Note J – Income Taxes

The Company’s effective income tax rate generally exceeds the statutory U.S. tax rate of 35%. The effective tax rate is calculated as the amount of income tax expense divided by income before income tax expense. For the three-month and nine-month periods in 2011 and 2010, the Company’s effective income tax rates were as follows:

 

     2011     2010  

Three months ended September 30

     37.2     44.0

Nine months ended September 30

     41.1     42.8

The effective tax rates for the periods presented exceeded the U.S. statutory tax rate of 35% due to several factors, including: the effects of income generated in foreign tax jurisdictions; U.S. state tax expense; a tax rate increase in 2011 on oil and gas profits in the U.K.; and certain expenses, including exploration and other expenses in certain foreign jurisdictions, for which no income tax benefits are available or are not presently being recorded due to a lack of reasonable certainty of adequate future revenue against which to utilize these expenses as deductions. A one-time tax benefit in Malaysia reduced income tax expense in 2011.

In July 2011, the United Kingdom enacted a supplemental tax rate increase for oil and gas companies effective retroactive to March 2011. The total U.K. tax rate increased from 50% to 62% for oil and gas companies. The Company recorded the effect of this tax increase in its consolidated financial statements in the third quarter 2011. The supplemental tax increased income tax expense by $14.5 million for the three-month and nine-month periods ended September 30, 2011. The majority of this impact relates to a third quarter adjustment to increase the carrying value of net deferred tax liabilities associated with U.K. upstream operations. The tax rates for the three-month and nine-month periods in 2010 benefited 0.5% and 0.2%, respectively, for an income tax adjustment in the U.K.

In the third quarter 2011, it was determined that Block P expenditures are deductible against Block K income. The Company recorded a $25.6 million income tax benefit in the three-month and nine-month periods ended September 30, 2011 associated with prior-year expenditures in Block P. The Company had previously recognized no tax benefits associated with Block P expenditures.

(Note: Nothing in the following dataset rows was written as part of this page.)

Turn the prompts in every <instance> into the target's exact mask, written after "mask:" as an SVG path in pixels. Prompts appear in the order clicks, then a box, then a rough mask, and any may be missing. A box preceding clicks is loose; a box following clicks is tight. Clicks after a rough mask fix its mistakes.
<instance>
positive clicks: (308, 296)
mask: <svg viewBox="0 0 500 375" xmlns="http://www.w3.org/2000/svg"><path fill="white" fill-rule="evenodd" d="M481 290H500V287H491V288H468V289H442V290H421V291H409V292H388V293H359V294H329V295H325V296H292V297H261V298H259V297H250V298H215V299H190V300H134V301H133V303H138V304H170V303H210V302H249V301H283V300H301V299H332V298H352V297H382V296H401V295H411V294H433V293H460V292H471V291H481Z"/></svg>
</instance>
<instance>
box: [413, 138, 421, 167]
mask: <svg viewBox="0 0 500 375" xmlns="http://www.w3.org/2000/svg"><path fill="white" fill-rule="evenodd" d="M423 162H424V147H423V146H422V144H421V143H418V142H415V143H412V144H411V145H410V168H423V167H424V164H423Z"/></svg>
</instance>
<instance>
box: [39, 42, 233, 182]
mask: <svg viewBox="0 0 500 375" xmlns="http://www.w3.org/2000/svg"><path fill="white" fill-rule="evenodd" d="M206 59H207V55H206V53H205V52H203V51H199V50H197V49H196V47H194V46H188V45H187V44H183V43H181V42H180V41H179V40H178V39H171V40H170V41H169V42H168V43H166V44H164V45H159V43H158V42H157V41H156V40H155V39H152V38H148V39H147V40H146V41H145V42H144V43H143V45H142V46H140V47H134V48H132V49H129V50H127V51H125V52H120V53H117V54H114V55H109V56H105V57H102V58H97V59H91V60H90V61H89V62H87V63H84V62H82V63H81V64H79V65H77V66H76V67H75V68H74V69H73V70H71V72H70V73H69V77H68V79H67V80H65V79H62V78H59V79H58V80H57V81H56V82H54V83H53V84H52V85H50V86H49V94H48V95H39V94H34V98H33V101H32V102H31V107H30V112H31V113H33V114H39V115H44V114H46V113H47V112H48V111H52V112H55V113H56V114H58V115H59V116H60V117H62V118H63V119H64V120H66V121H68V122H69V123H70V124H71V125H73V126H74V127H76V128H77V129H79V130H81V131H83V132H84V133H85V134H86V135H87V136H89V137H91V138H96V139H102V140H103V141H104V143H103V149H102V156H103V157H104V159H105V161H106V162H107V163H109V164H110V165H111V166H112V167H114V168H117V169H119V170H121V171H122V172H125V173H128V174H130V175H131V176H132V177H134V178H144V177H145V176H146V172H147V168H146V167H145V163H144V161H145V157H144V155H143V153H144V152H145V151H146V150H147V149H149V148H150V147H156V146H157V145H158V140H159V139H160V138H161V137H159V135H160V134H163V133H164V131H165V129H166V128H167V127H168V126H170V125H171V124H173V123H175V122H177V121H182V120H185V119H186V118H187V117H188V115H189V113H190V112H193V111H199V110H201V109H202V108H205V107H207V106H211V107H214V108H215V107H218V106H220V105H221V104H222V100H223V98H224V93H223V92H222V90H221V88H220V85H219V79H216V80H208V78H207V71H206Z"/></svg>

The Company’s tax returns in multiple jurisdictions are subject to audit by taxing authorities. These audits often take years to complete and settle. Although the Company believes that recorded liabilities for unsettled issues are adequate, additional gains or losses could occur in future years from resolution of outstanding unsettled matters. During the third quarter of 2011, $6.5 million of uncertain tax positions were settled in the U.S. and recorded as a benefit due to a lapse of time related to the statute of limitation. As of September 30, 2011, the earliest years remaining open for audit and/or settlement in our major taxing jurisdictions are as follows: United States – 2008; Canada – 2006; United Kingdom – 2009; and Malaysia – 2006.